Wir haben in sozialdepressiven Biotopen gescheiterter Integrationsmodelle in insbesondere Berlin-Neukölln, wo ein Drittel der Bewohner Immigranten sind, die zu 35-40 % keine Arbeit haben, wo 25 % unter der EU-Armutsgrenze von weniger als 60 % des Mittelwertes des Einkommens leben und wo rund 70 % der Jugendlichen keinen Schulabschluss vorweisen können, Berlin-Kreuzberg, Hamburg-Will­helms­burg, München-Hasenbergl, Nürnberg-Gostenho­fen und in vielen Städten im Ruhrgebiet schon zu viele uns kulturferne kulturell bedingte Frauen-Quäler, eheliche Vergewaltiger und nicht mehr nur potentielle »Mörder aus verloren geglaubter Ehre« mitten unter uns! Die türkische Frauenrechtsorganisation Kamer24 publiziert (laut einem Bericht im DLF am 20.11.04) auf Grund ihrer Umfragen unter türkischen Frauen in der Türkei, dass über 50 % der Türkinnen wohl hauptsächlich im mehrheitlich von Kurden bewohnten SO der Türkei ständig(!) häuslicher Gewalt bis hin zu jahrelanger ständiger Ver­ge­waltigung - als angemaßtes Recht des Ehemannes auf die Einhaltung der ehelichen Pflichten der ihm zum großen Teil durch Zwangsheirat anvermählten Frauen - ausgesetzt sind!!! Darum haben diejenigen Recht, die Zwangsverheiratungen unter eine Verbre­chens­strafdrohung von einem Jahr bis zu fünf Jahren Haft gestellt wissen wollen, weil vielleicht so dem Elend vieler türkischer Mädchen und jungen Frauen ein wenig gesteuert werden kann.

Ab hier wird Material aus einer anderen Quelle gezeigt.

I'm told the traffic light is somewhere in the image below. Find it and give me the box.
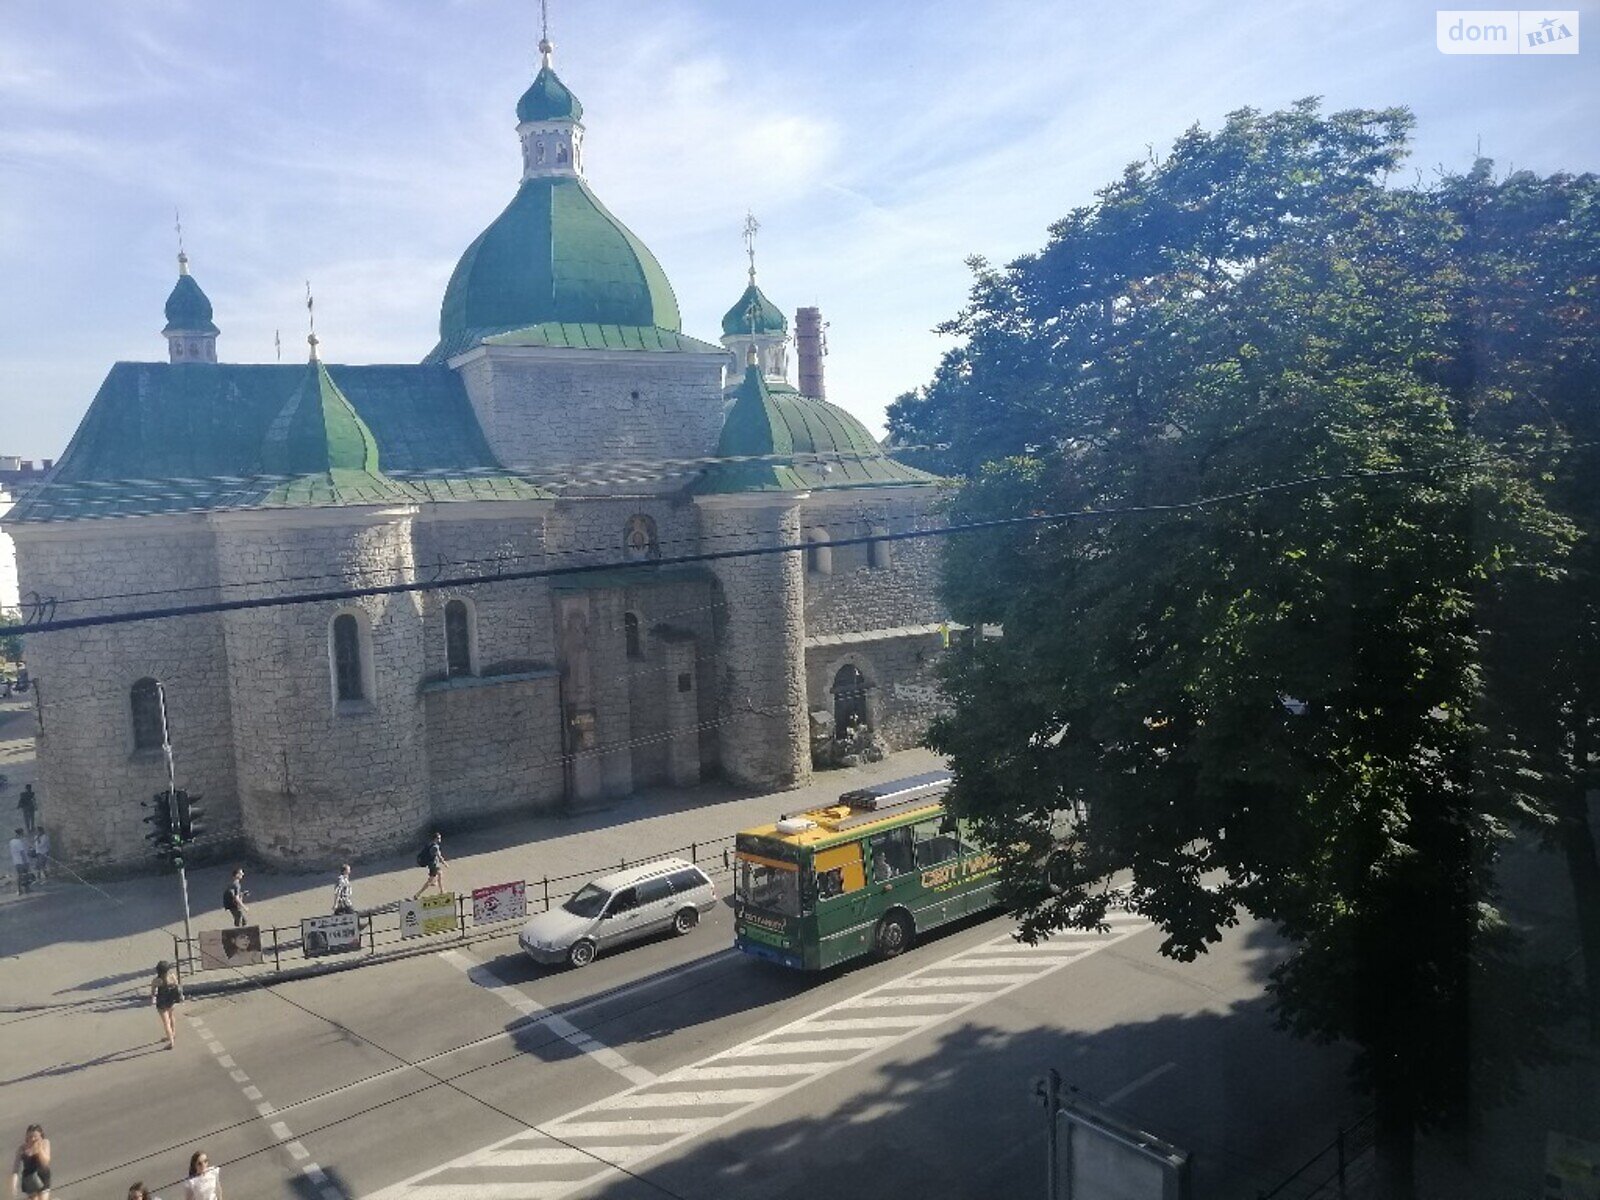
[143,790,174,854]
[174,790,205,843]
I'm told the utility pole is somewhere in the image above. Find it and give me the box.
[155,681,194,948]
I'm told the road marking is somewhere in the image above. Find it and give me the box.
[186,1012,344,1199]
[1105,1060,1177,1104]
[369,919,1151,1200]
[439,950,657,1087]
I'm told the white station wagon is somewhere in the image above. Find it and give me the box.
[519,857,718,968]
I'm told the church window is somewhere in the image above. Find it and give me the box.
[832,664,869,736]
[536,139,546,163]
[557,140,569,164]
[130,677,164,751]
[331,612,367,704]
[624,611,644,660]
[445,599,475,677]
[624,514,660,562]
[806,529,832,576]
[867,524,891,570]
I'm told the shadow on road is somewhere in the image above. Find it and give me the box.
[0,1040,169,1086]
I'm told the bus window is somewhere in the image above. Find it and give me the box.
[813,843,865,900]
[736,858,803,917]
[868,827,914,881]
[912,817,962,868]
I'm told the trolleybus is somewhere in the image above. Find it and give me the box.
[732,770,1003,970]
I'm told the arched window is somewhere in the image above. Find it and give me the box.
[556,140,569,164]
[867,524,891,570]
[624,611,644,660]
[806,529,832,576]
[535,139,546,164]
[832,664,869,735]
[331,613,366,704]
[130,677,164,751]
[445,599,475,677]
[624,514,660,562]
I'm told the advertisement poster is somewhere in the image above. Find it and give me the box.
[198,926,264,970]
[400,892,458,938]
[302,912,363,959]
[472,880,528,925]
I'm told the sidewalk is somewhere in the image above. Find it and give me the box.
[0,748,945,1012]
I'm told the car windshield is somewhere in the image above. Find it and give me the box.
[563,883,610,919]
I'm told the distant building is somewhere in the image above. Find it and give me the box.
[4,39,952,872]
[0,484,17,613]
[0,457,54,498]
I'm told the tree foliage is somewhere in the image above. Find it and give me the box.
[915,101,1588,1194]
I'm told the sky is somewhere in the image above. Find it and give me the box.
[1,0,1596,461]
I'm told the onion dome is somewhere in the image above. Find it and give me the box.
[697,363,939,495]
[721,281,787,337]
[163,253,219,335]
[518,65,583,123]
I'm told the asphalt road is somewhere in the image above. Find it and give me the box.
[4,901,1358,1200]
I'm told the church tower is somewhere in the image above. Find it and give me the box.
[162,251,219,363]
[517,34,585,179]
[720,214,789,386]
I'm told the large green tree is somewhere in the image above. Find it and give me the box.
[907,102,1576,1196]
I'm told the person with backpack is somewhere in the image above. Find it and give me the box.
[332,864,355,915]
[221,868,248,927]
[412,833,446,899]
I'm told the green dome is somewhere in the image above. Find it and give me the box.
[697,365,939,495]
[263,359,384,476]
[163,271,219,335]
[721,281,787,337]
[517,65,583,123]
[430,176,681,361]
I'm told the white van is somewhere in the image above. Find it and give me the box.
[518,857,717,968]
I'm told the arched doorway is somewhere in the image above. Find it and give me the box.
[832,664,869,736]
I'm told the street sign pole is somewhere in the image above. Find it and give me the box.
[155,681,194,948]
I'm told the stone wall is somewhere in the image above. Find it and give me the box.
[9,516,242,870]
[800,493,948,639]
[423,673,563,822]
[458,347,728,484]
[214,509,429,869]
[805,630,950,757]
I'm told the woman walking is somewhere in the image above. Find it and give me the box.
[150,962,183,1050]
[181,1153,220,1200]
[10,1124,50,1200]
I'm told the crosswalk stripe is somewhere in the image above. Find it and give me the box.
[366,918,1152,1200]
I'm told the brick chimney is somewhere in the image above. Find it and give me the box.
[795,307,826,401]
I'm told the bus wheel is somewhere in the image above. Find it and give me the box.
[875,912,913,958]
[568,939,597,968]
[673,907,699,935]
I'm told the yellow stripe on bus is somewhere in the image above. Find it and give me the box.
[736,852,800,872]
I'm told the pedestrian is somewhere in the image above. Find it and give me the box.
[180,1153,220,1200]
[221,868,248,927]
[16,785,36,835]
[413,832,446,899]
[150,961,183,1049]
[127,1182,160,1200]
[29,830,48,884]
[9,1124,50,1200]
[7,829,29,895]
[332,864,355,915]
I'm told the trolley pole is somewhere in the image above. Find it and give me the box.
[156,682,194,948]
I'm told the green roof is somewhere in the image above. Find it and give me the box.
[478,322,722,354]
[696,365,941,496]
[721,281,787,336]
[428,176,680,362]
[163,273,219,335]
[517,65,583,123]
[9,362,552,522]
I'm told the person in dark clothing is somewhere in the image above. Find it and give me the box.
[11,1123,51,1200]
[222,869,248,927]
[150,961,183,1049]
[412,833,447,899]
[16,785,36,835]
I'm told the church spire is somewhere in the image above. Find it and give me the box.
[517,0,584,180]
[721,213,788,386]
[162,215,219,364]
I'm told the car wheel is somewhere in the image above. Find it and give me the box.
[673,907,699,935]
[568,939,596,968]
[875,912,912,959]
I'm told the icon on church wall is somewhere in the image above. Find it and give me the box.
[624,514,660,561]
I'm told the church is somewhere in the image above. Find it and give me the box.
[5,39,952,871]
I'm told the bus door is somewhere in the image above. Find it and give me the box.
[811,842,870,966]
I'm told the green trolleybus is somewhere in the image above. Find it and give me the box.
[732,770,1002,970]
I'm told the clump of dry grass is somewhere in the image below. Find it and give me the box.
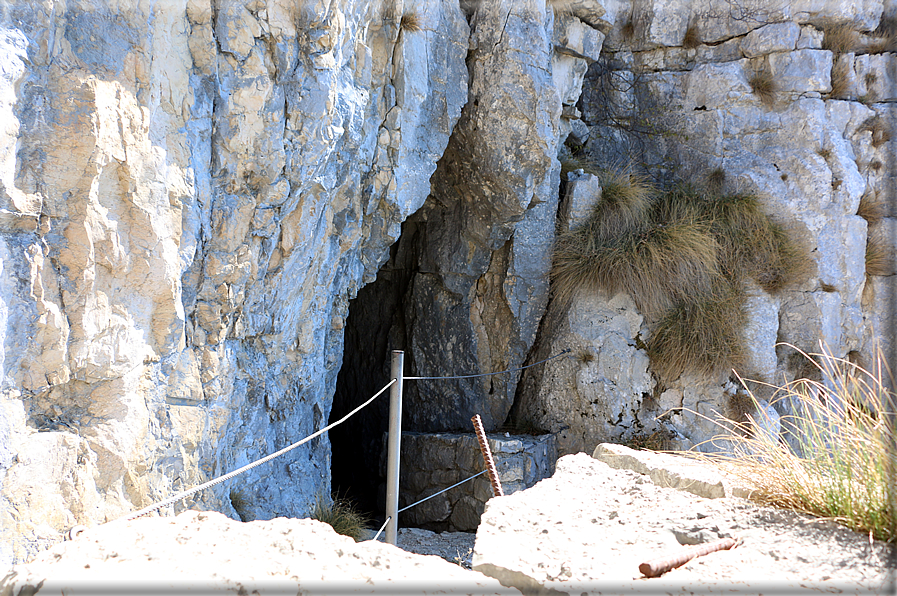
[865,232,893,276]
[647,280,746,381]
[621,20,636,42]
[857,191,886,223]
[553,169,811,381]
[703,193,812,293]
[860,116,892,148]
[553,173,719,314]
[748,69,778,108]
[868,14,897,53]
[400,11,422,32]
[822,23,860,54]
[683,24,702,49]
[688,345,897,543]
[311,495,370,541]
[829,58,851,98]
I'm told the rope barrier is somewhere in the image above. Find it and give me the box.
[118,378,397,522]
[398,470,487,513]
[372,516,391,542]
[402,349,570,380]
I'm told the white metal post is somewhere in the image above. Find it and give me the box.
[385,350,404,545]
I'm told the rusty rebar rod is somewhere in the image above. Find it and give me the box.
[639,537,737,578]
[471,414,504,497]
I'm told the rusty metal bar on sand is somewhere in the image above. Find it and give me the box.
[471,414,504,497]
[639,537,738,578]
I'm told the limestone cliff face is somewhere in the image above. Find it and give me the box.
[0,0,470,564]
[1,0,893,567]
[517,0,896,454]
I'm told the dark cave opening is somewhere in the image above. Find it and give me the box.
[328,219,421,522]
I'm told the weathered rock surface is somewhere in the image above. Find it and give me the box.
[472,453,895,594]
[592,443,751,499]
[522,2,896,453]
[0,510,519,595]
[336,0,611,439]
[0,0,469,565]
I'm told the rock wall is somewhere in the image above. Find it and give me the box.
[516,0,896,454]
[0,0,470,565]
[1,0,892,567]
[393,431,557,532]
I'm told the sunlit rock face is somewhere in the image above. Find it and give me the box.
[519,0,895,455]
[0,0,468,564]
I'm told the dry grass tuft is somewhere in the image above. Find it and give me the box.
[865,232,894,276]
[683,24,702,49]
[858,191,886,223]
[749,70,778,108]
[822,23,860,54]
[229,488,251,522]
[683,345,897,543]
[311,495,370,541]
[647,280,746,381]
[553,168,811,382]
[865,117,892,148]
[868,15,897,53]
[707,167,726,192]
[829,58,851,98]
[400,11,422,33]
[621,20,636,41]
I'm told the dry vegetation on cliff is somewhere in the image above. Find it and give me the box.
[698,346,896,543]
[552,168,810,381]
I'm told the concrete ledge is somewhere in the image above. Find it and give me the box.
[592,443,753,499]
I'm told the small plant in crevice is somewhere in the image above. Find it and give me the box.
[576,348,596,364]
[860,116,892,148]
[858,190,886,223]
[865,231,893,277]
[683,23,702,49]
[621,19,636,42]
[829,58,851,98]
[706,167,726,192]
[822,22,860,54]
[748,69,778,108]
[552,166,811,382]
[623,428,673,451]
[229,488,251,522]
[311,494,371,541]
[399,11,422,33]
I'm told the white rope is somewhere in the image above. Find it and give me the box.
[398,470,488,513]
[120,378,397,522]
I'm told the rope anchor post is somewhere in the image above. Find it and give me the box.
[385,350,404,545]
[471,414,503,498]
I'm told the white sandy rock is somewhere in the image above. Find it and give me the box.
[0,510,519,595]
[472,453,893,594]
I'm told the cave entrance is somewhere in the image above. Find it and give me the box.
[328,219,421,522]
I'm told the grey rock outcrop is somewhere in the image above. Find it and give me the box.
[341,0,612,435]
[0,0,469,565]
[518,1,896,453]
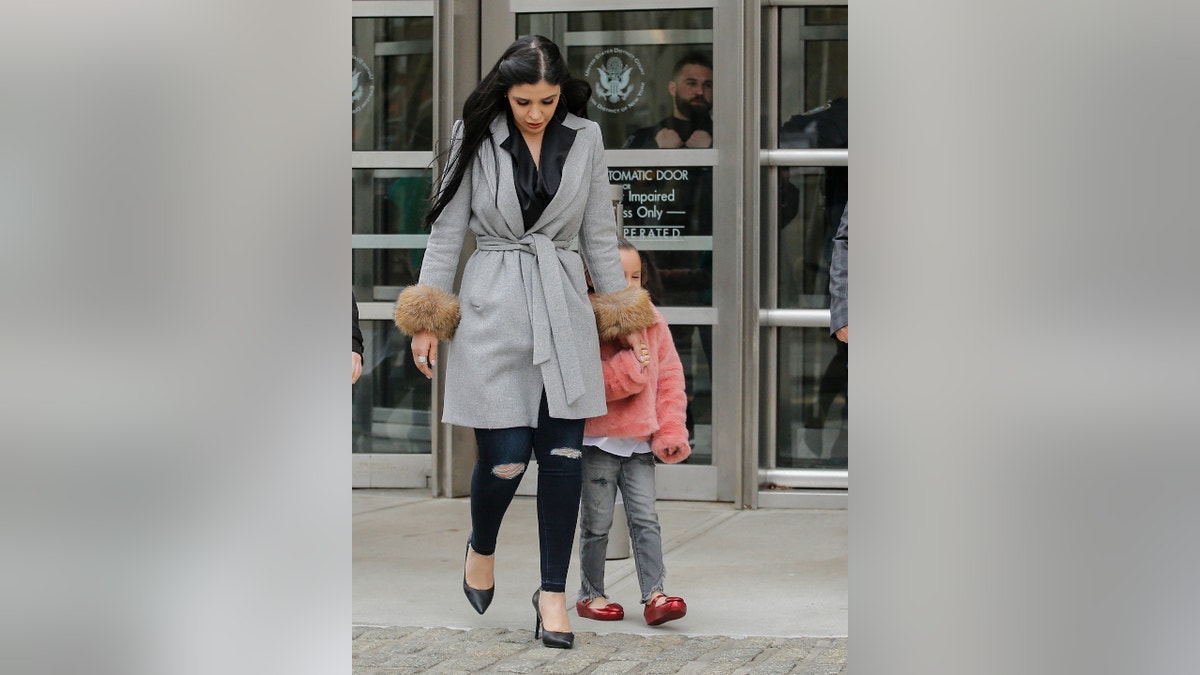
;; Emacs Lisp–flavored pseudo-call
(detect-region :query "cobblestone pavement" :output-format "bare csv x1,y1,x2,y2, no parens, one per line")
353,626,847,675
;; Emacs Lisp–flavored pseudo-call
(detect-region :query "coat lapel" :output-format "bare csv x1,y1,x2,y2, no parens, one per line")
528,114,589,233
488,115,525,238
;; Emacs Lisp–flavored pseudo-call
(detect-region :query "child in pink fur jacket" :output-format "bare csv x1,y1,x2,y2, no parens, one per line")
576,239,691,627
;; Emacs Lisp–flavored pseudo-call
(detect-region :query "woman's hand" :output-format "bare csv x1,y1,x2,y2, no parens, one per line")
411,330,438,379
626,330,651,369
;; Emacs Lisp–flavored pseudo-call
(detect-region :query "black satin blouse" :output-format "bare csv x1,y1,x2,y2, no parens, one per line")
500,108,578,231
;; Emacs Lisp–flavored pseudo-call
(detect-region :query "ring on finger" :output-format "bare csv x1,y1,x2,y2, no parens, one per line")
417,355,428,364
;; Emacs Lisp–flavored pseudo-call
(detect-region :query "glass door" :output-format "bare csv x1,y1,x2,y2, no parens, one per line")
351,0,438,487
751,1,848,508
484,0,744,502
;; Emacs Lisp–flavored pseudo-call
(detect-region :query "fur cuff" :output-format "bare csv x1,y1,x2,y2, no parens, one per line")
394,285,460,340
591,286,655,341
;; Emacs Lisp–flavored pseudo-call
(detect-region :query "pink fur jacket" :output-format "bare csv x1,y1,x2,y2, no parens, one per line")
584,306,691,463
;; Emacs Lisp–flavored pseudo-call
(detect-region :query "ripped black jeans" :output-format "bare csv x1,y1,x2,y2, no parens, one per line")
470,392,584,594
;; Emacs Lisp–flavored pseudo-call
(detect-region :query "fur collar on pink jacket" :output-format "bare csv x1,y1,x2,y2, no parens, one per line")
584,306,691,463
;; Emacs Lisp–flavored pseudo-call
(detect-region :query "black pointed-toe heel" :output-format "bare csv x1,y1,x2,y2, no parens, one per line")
462,541,494,615
532,589,574,649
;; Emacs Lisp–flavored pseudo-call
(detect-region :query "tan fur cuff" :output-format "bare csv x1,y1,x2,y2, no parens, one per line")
394,285,460,340
592,286,655,341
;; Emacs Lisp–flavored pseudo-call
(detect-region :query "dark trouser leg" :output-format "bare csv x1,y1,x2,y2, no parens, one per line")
470,425,535,556
530,395,584,594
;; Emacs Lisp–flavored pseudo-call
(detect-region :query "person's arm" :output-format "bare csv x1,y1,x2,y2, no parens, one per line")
683,128,711,148
576,124,656,355
829,204,848,343
352,293,364,384
598,340,651,402
650,319,691,463
394,122,471,378
654,126,685,148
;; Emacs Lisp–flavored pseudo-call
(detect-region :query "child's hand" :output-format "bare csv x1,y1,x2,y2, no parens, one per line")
626,330,651,369
653,442,691,464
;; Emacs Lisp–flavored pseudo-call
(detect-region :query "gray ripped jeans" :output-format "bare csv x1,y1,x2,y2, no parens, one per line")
577,445,665,604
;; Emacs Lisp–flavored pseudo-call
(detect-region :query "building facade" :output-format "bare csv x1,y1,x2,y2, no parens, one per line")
352,0,847,509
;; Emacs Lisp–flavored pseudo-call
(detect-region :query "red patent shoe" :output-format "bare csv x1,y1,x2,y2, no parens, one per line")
575,598,625,621
643,595,687,626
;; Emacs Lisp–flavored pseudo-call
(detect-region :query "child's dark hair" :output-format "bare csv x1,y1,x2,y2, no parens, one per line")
616,238,664,305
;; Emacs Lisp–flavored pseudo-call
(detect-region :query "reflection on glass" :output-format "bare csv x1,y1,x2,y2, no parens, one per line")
619,51,712,150
353,320,433,454
776,167,844,310
635,249,711,308
775,327,846,469
764,7,849,474
777,7,847,123
353,169,431,303
778,98,846,306
612,165,712,239
758,167,774,308
564,10,711,31
353,249,424,304
353,169,431,235
666,324,712,465
773,7,848,301
518,9,712,150
804,6,849,26
352,17,434,151
610,165,713,312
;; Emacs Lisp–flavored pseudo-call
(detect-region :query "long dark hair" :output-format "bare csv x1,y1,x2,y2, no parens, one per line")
424,35,590,229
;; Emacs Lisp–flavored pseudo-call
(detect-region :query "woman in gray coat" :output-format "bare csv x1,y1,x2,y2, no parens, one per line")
393,36,654,649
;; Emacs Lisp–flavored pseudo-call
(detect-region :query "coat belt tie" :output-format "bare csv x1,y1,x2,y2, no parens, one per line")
474,233,585,405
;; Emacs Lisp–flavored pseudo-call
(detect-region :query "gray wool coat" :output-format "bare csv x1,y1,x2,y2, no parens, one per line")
411,113,634,429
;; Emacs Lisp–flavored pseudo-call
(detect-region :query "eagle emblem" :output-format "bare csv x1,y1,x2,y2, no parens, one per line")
596,56,633,103
352,55,375,114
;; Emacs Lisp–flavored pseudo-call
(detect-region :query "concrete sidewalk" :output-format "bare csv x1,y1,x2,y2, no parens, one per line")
353,489,847,673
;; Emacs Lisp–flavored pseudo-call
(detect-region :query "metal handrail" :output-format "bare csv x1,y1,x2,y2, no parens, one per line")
760,148,848,167
759,308,830,327
759,468,847,489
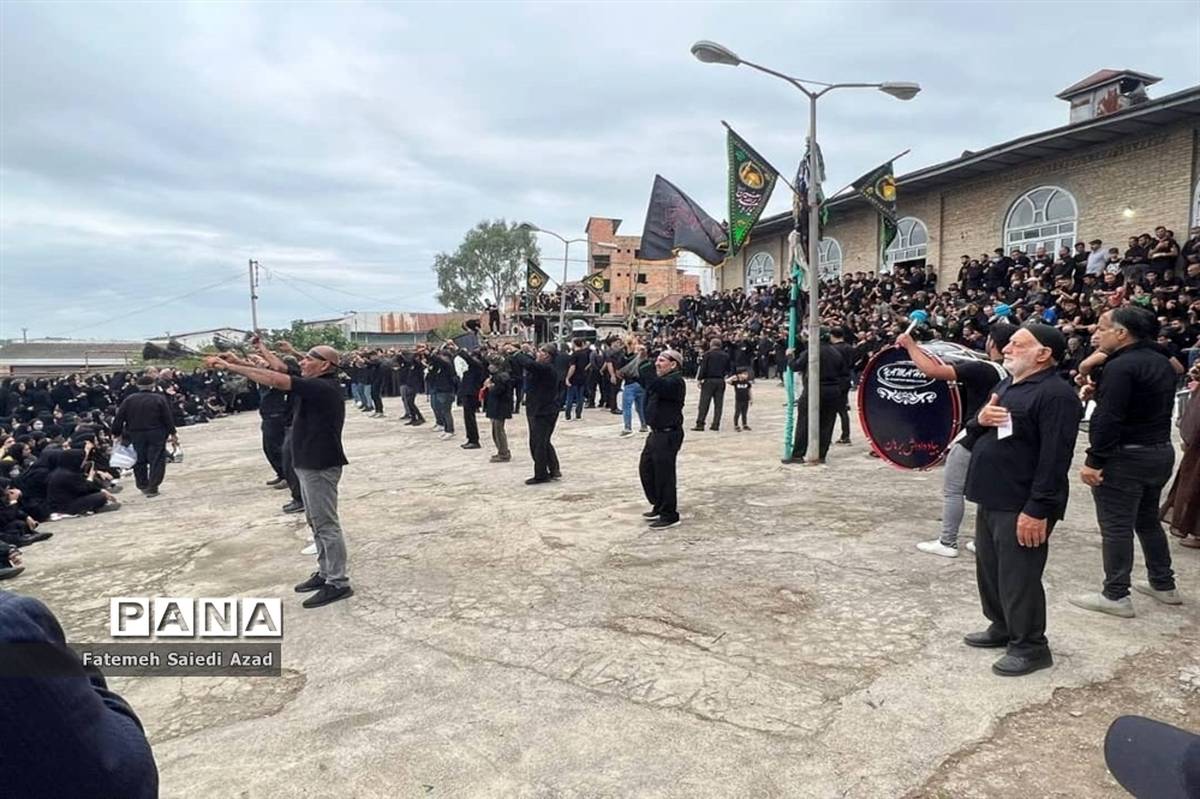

Ausländer, die Frauen Gewalt antun, müssten sofort des Landes verwiesen werden können – damit die Staatsanwaltschaft nur noch die deutschen Männer zur Anklage zu bringen hat, die ebenfalls Frauen prügeln, aber nicht des Landes verwiesen werden können!


Man muss das so klar sagen können, ohne gleich als „Nationalist“ oder gar „Nationalsozialist“/“Nazi“ verdächtigt oder gar beschimpft zu werden. Ich leide nicht an einer Ausländer-Phobie: Mir käme nie(!) ein in meiner persönlichen Wertung so schwachsinniger Satz über die Lippen wie: „Ich bin stolz darauf, ein Deutscher (oder Europäer) zu sein!“, denn stolz zu sein vermag ich nur auf persönliche Leistung, nicht aber auf eine solche unverdiente Zufälligkeit wie mein Geburtsland. (Darüber darf man angesichts des vielen Elends anderswo aber sehr froh und sogar ausgesprochen dankbar sein und sich, um etwas zurück zu geben, für sein Land als Staatsbürger engagieren, denn ich lebe – vom Hamburger Schmuddelwetter und den düstergrauen Novembertagen abgesehen – sehr gerne hier!) Weil ich nicht an Ausländer-Phobie leide, bin ich ganz im Gegenteil der Ansicht, dass unsere westlichen Demokratien eine große Verpflichtung haben, insbesondere von gesellschaftlichen Gruppen, und sei es nur dem erweiterten Familienverband, oder Machos bedrohte Frauen in ihre sie möglichst schützenden Gesellschaften aufzunehmen und ihnen ein Dauerbleibe- oder Asylrecht zu gewähren!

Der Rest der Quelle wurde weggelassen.